Getting table elements with htmlagilitypack

1

I have this structure reordered several times.

1st Table

<table>
<tbody>
<tr>
<th>titulo</th>
</tr>
</tbody>
</table>

2nd Table

<table>
<tbody>
<tr>
<th>Texto</th>
<th>Texto</th>
<th>Texto</th>
<th>Texto</th>
</tr>
</tbody>
</table>

There are several following this pattern.

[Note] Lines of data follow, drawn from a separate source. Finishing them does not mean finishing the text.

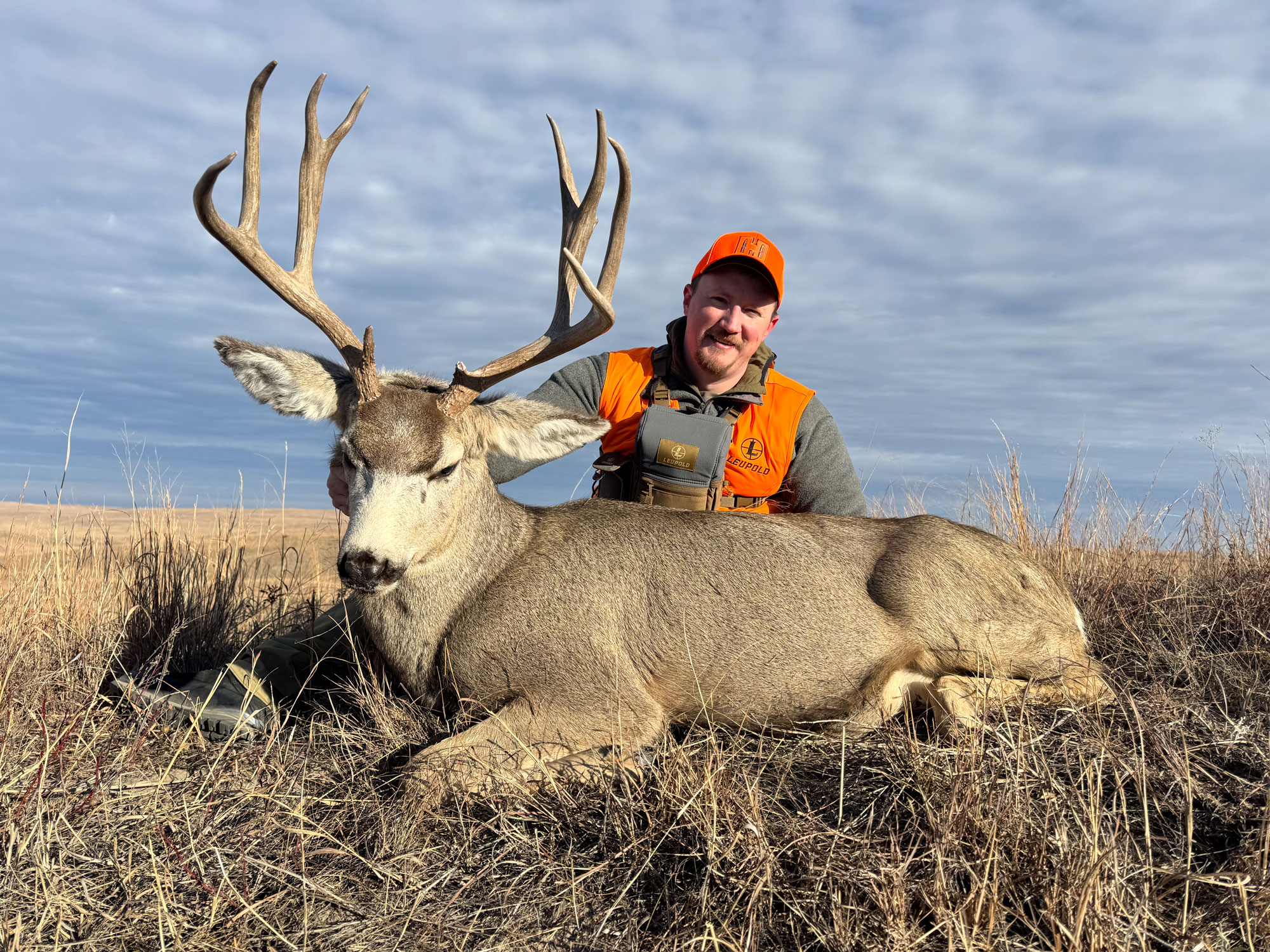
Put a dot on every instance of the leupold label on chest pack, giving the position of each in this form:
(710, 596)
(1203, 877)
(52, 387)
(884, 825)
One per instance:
(681, 456)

How do I pass them to an array and a list so I can get the values of each?

    
asked by anonymous 16.03.2015 / 12:25

1 answer

1

You can use a helper tool to HtmlAgility which would be Fizzler !! it has the same purpose as HtmlAgility but in it you can do "query's" on your object to get the desired element, you can download Fizzler at the same nuget,

and would work like this

WebClient wc = new WebClient();
wc.Headers.Add(HttpRequestHeader.UserAgent, "Mozilla/5.0 (Windows NT 6.2; WOW64) AppleWebKit/537.36 (KHTML, like Gecko) Chrome/33.0.1750.146 Safari/537.36");
string pag = wc.DownloadString("pagina de onde você quer pegar a informação");
HtmlDocument doc = new HtmlDocument();
doc.LoadHtml2(pag);
var tabela = doc.DocumentNode.QuerySelectorAll("tags do queryselector").ToList();

You can search a little more about the queryselector tags and the basics would be

"#" = Element ID,

"." = element class,

and the elements tags in html normally!

    
16.03.2015 / 14:22